Slowly, we realized it. As the water went down and the ship lightened, she began to answer again to the wheel and I had to take the next risk: to go about before the shore rocks could hole us. And to lay on sheets, stays and sail, a strain there was not all that much hope of their taking.

  I had to shout this time before the men would listen to me, or even look for themselves to see how near the shore we now were. They wanted to lie in the yacht and be taken to safety. So did I. But there is no such thing in life as lying down and relying on someone else’s goodwill, or strength, to get you out of a hole. I nagged them until they returned to their posts, the water still slapping about our ankles and pouring off through the scuppers as Dolly nudged through the jostling sea. Then I filled the sail and went about while she was running, and she swung round this time and landed fairsquare on the opposite board, the trysail filling again. The rigging had held, and the mast, and the precious stormsail with its double sheets. Trifun said something in Serbo- Croat and after a moment, Zorzi threw it at me, in English, ‘The wind is dying.’

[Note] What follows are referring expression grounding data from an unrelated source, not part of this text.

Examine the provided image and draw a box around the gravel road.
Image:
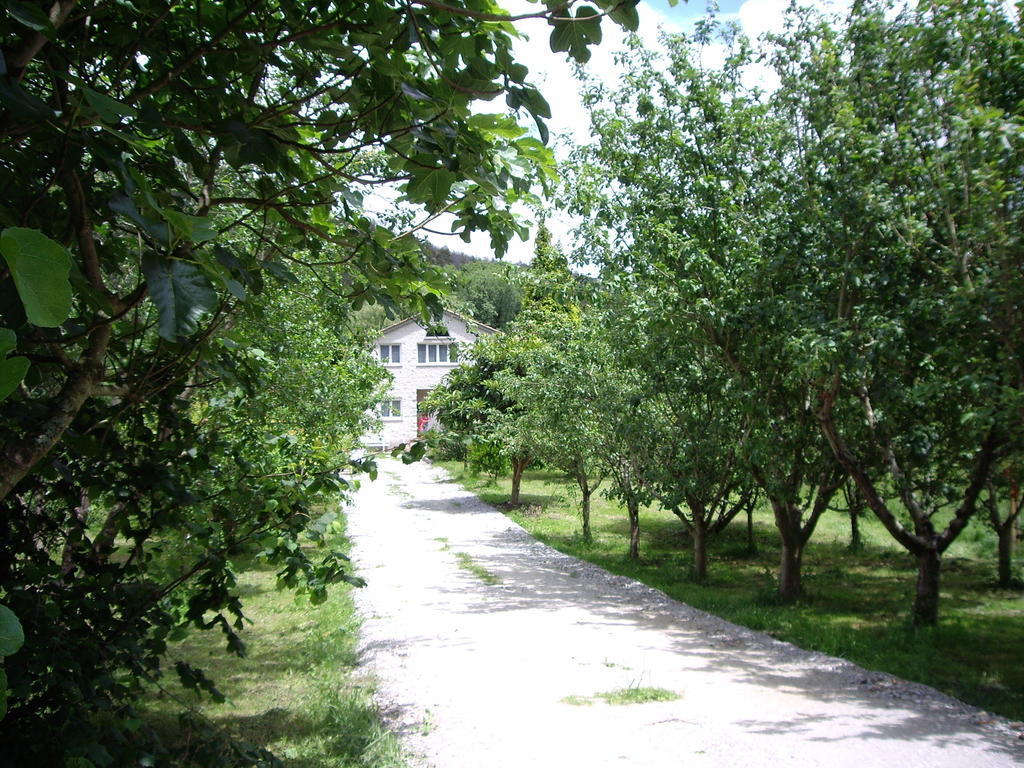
[346,458,1024,768]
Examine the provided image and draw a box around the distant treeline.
[420,241,525,330]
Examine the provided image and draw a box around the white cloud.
[737,0,794,40]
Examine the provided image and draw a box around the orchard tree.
[0,0,647,762]
[498,299,609,540]
[983,464,1021,587]
[779,0,1024,625]
[631,290,758,580]
[567,28,844,599]
[587,289,661,560]
[424,331,535,504]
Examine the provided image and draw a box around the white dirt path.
[346,458,1024,768]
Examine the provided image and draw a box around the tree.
[566,28,844,599]
[983,464,1021,587]
[571,288,661,561]
[448,260,524,329]
[633,294,759,580]
[498,300,608,540]
[781,0,1024,625]
[1,264,383,766]
[0,0,644,761]
[424,331,534,504]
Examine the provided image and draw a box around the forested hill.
[422,241,525,330]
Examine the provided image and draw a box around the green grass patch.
[140,517,405,767]
[561,687,680,706]
[559,694,594,706]
[596,686,680,705]
[439,462,1024,721]
[454,551,503,585]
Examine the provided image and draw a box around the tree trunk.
[912,548,941,627]
[845,479,864,552]
[778,539,802,602]
[627,499,640,560]
[0,325,111,501]
[997,477,1019,588]
[692,514,708,582]
[510,457,526,506]
[849,505,862,551]
[746,505,756,554]
[997,516,1017,588]
[820,396,998,626]
[581,486,592,542]
[771,498,803,602]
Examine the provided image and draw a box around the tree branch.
[5,0,79,79]
[0,324,111,501]
[817,389,924,553]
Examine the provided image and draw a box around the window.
[379,344,400,364]
[417,342,459,364]
[379,399,401,418]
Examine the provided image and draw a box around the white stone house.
[364,310,497,448]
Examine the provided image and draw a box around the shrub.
[467,440,510,480]
[424,429,468,462]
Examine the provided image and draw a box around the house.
[365,309,497,448]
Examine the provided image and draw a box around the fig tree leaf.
[0,227,73,327]
[141,253,219,341]
[0,604,24,657]
[406,168,457,208]
[0,356,29,401]
[549,6,603,63]
[6,0,57,35]
[468,113,527,140]
[0,77,55,120]
[82,87,138,123]
[608,1,640,32]
[0,329,15,357]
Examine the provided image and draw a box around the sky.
[392,0,1013,265]
[375,0,843,265]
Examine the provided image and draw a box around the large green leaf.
[0,76,55,120]
[0,227,73,327]
[0,604,24,657]
[141,253,219,341]
[549,5,603,63]
[163,210,218,244]
[5,0,57,35]
[0,356,29,401]
[0,328,16,357]
[605,0,640,32]
[468,113,527,140]
[406,168,457,208]
[82,87,138,123]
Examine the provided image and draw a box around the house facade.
[365,310,497,448]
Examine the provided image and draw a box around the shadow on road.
[382,475,1024,762]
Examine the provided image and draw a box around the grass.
[140,517,405,767]
[439,461,1024,722]
[454,551,503,585]
[562,687,680,706]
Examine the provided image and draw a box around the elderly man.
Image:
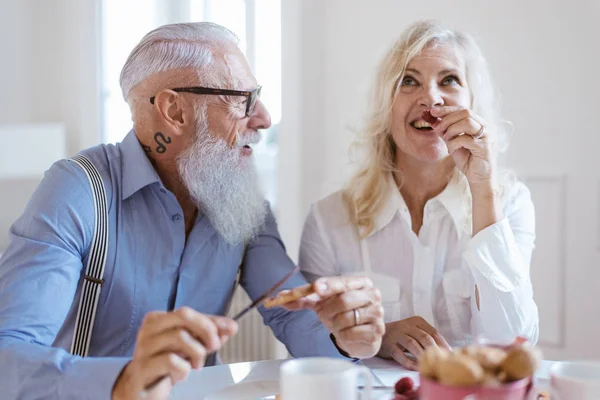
[0,22,384,400]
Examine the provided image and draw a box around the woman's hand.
[431,106,494,189]
[377,316,451,370]
[431,106,504,234]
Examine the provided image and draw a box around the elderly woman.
[299,20,539,370]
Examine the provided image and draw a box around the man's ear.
[153,90,187,136]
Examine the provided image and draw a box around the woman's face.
[390,43,471,165]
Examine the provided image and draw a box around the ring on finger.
[353,308,360,326]
[473,124,485,139]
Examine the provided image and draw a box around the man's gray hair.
[119,22,239,101]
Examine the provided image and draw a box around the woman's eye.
[442,75,460,85]
[401,76,417,86]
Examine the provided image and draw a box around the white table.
[169,357,556,399]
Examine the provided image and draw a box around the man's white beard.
[176,115,267,245]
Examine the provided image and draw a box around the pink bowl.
[419,374,532,400]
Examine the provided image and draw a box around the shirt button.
[172,214,182,221]
[160,188,166,194]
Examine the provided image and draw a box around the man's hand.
[112,307,238,400]
[281,276,385,359]
[377,316,451,370]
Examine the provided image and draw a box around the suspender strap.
[69,155,109,357]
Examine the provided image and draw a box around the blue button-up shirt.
[0,131,342,400]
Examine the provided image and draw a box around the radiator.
[220,288,281,363]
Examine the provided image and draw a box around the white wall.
[0,0,35,250]
[279,0,600,360]
[0,0,33,123]
[0,0,101,250]
[29,0,102,153]
[0,0,101,152]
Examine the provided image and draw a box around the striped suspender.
[69,155,109,357]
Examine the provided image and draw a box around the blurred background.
[0,0,598,363]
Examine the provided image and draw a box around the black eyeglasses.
[149,85,262,118]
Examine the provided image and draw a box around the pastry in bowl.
[418,342,541,400]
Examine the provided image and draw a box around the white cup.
[549,361,600,400]
[280,357,372,400]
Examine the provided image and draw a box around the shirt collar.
[434,171,471,237]
[369,173,409,237]
[368,172,470,238]
[120,130,161,200]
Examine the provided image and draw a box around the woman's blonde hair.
[345,20,514,237]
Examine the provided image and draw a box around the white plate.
[204,380,279,400]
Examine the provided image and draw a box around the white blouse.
[299,173,539,347]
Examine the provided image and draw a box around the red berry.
[394,376,414,394]
[422,109,439,124]
[514,336,528,344]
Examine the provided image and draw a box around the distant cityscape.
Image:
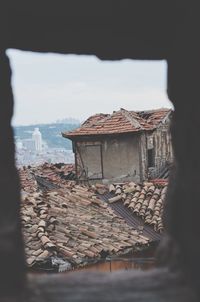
[14,120,80,167]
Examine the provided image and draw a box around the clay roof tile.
[62,108,172,138]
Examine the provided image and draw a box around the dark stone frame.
[0,1,200,300]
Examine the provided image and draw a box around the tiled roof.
[108,180,168,233]
[62,108,171,138]
[19,165,149,271]
[19,163,76,192]
[20,168,38,193]
[82,113,109,127]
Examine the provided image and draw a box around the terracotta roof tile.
[108,180,168,233]
[20,165,149,271]
[62,108,172,138]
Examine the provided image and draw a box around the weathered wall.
[139,133,148,182]
[102,135,141,183]
[75,141,103,180]
[153,119,173,169]
[141,116,173,179]
[74,124,173,184]
[75,135,141,183]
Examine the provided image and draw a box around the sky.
[7,49,172,126]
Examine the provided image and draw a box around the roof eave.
[61,129,155,140]
[61,132,74,140]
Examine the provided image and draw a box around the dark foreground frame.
[0,1,200,300]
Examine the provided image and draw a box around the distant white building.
[32,128,42,152]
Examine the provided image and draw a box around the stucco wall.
[101,135,141,183]
[75,141,102,180]
[75,135,141,183]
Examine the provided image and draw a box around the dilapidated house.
[62,108,173,183]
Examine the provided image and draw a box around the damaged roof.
[19,165,149,271]
[108,180,167,233]
[62,108,172,138]
[19,163,76,193]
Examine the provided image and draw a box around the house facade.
[62,108,173,183]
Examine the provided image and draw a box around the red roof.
[62,108,172,138]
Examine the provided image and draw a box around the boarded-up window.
[79,144,103,179]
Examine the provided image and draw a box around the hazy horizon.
[8,49,172,126]
[14,118,81,127]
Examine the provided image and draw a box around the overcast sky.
[7,49,172,126]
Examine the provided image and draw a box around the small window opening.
[148,148,155,168]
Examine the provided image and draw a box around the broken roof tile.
[109,180,167,233]
[62,108,172,138]
[20,165,149,271]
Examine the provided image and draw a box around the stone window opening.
[0,2,200,301]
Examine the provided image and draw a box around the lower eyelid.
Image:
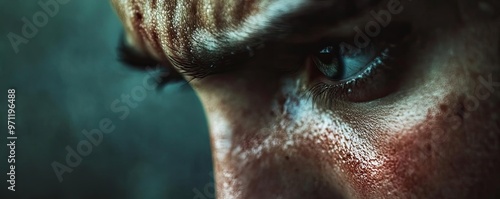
[307,66,381,105]
[305,47,405,106]
[302,24,418,106]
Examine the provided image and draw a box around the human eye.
[303,23,415,105]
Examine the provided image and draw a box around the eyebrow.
[167,0,383,78]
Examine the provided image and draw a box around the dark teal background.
[0,1,213,198]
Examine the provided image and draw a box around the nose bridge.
[197,77,280,160]
[193,77,356,198]
[195,77,285,198]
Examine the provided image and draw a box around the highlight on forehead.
[111,0,382,77]
[112,0,307,72]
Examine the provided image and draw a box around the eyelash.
[307,47,395,105]
[302,24,414,106]
[117,36,186,88]
[118,37,258,87]
[118,39,403,104]
[118,23,412,104]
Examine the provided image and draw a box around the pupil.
[313,46,341,79]
[317,46,336,65]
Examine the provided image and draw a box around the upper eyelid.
[160,3,387,77]
[175,20,412,80]
[127,1,400,78]
[185,20,408,75]
[168,43,265,79]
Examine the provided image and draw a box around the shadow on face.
[112,0,500,198]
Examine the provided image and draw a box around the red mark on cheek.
[205,75,500,198]
[366,93,500,198]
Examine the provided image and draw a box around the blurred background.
[0,1,213,198]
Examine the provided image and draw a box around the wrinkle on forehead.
[112,0,309,61]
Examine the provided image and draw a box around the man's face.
[112,0,500,198]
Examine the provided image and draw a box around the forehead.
[111,0,298,54]
[111,0,383,71]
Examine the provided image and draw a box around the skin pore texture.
[111,0,500,198]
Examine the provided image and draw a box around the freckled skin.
[112,0,500,198]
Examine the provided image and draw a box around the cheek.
[379,93,500,197]
[281,88,500,198]
[199,74,499,198]
[192,23,500,197]
[196,78,381,198]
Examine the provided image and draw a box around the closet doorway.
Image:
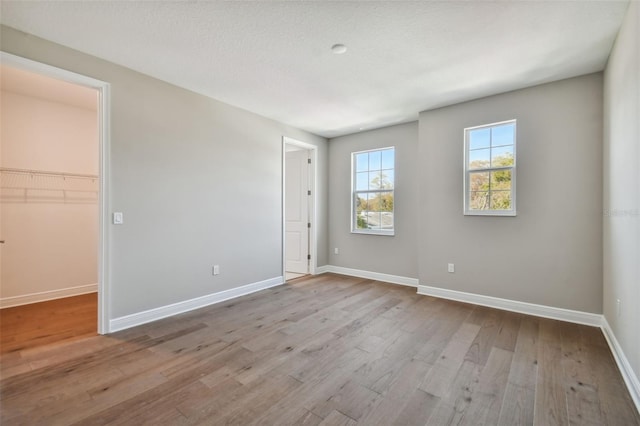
[283,137,317,282]
[0,53,110,349]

  The squall had ceased. The sea remained, something to reckon with even after both men had taken turns again at pumping and baling. We had to go about again very soon after that, and again, and again. But each time it became easier, and more automatic; the men knew what they had to do, the helm was lighter. It was just as well. I had no strength left now to call on, whatever the emergency.

  We sailed out of the mouth of the Verige at four o’clock on Thursday morning.

  The seas, joppling over the race, became easier as we turned to the north, over the broad lagoon which swept to left and to right of us. Ahead, the pin between the wings of the butterfly, lay two black patches, denser than the rest. The island of Sveti Djorje and the island of Gospa od škrpjela, on which Benedict and I were to be landed.

  One had to hunt for them, because the eye was caught by something far beyond them, also lying on the water in the northeastern basin, about where stood the town of Risan. A floating palace of light, long and low and brilliant, with coloured lamps swagged and flickering still in a geometric canopy over her. The Glycera in shelter, her portholes and windows ablaze, her beautiful people still celebrating the fiftieth year of the Warr Beckenstaff cosmetic empire.